Sql-server – How to Prevent Partitioned Columnstore Deadlocks on SELECT

columnstoredeadlockpartitioningsql serversql-server-2016

I have three Clustered Columnstore Index (CCI) tables in SQL Server 2016. All of these CCIs are in the same partitioning scheme, based on Tenant ID. Lately, and inconsistently, I am getting deadlocks on simple select statements from joins to these tables. Example query that deadlocks:

SELECT  TOP 33 r.tenantid
FROM    Table_r r
        INNER JOIN Table_cm cm ON r.MyKey=cm.MyKey 
        INNER JOIN Table_pe pe ON r.MyKey=pe.MyKey 
WHERE   r.TenantId = 69
        AND pe.TenantId = 69
        AND cm.TenantId = 69

Error message:

Transaction (Process ID 56) was deadlocked on generic waitable object resources with another process and has been chosen as the deadlock victim. Rerun the transaction.

Clues:

  • If the query uses another index besides the CCI it does not deadlock.
  • If I remove two of the three tenantid filters it does not deadlock.
  • If I SELECT top 32 or lower it does not deadlock.
  • If I add OPTION (MAXDOP 1) it does not deadlock.
  • I can repro this in my scrambled PROD replica, PROD READ-ONLY Secondary, and PROD itself.
  • I cannot repro this behavior in DEV or INT.
  • It still deadlocks if I add WITH(NOLOCK) to all 3 table joins
  • The query deadlocks itself.
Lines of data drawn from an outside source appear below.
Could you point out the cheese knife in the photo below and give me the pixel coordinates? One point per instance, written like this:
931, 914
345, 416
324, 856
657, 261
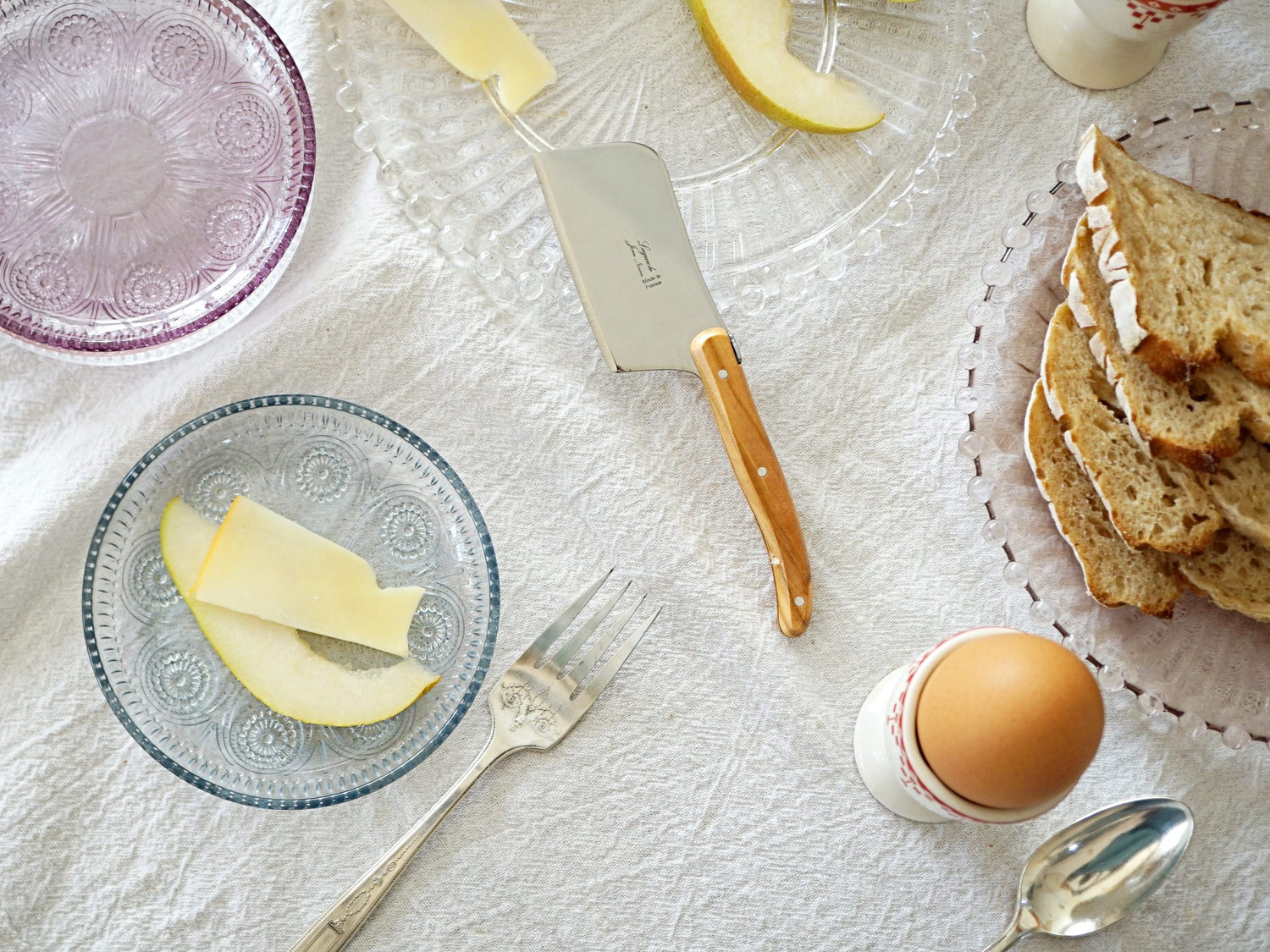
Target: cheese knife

It will deadlock when there are no other active processes.
  • Query plans without parallelism do not deadlock

Deadlock xml here

Our PROD Version:

Microsoft SQL Server 2016 (SP2-CU5) (KB4475776) – 13.0.5264.1 (X64) Jan 10 2019 18:51:38 Copyright (c) Microsoft Corporation Enterprise Edition (64-bit) on Windows Server 2012 R2 Standard 6.3 (Build 9600: ) (Hypervisor)

How do I prevent deadlocks on this query?

Best Answer

Since you're on SQL Server 2016, it's worth mentioning that there is at least one public bug fix for parallel deadlocks involving columnstore indexes:

FIX: A deadlock occurs when you run a parallel query on a clustered columnstore index in SQL Server 2016 and 2017

(thanks to Denis Rubashkin for providing the link initially)

This was released as part of SP1 CU7. If you're not up to that CU, you should give that a shot. This fix would also be included in SP2 (any of the CUs).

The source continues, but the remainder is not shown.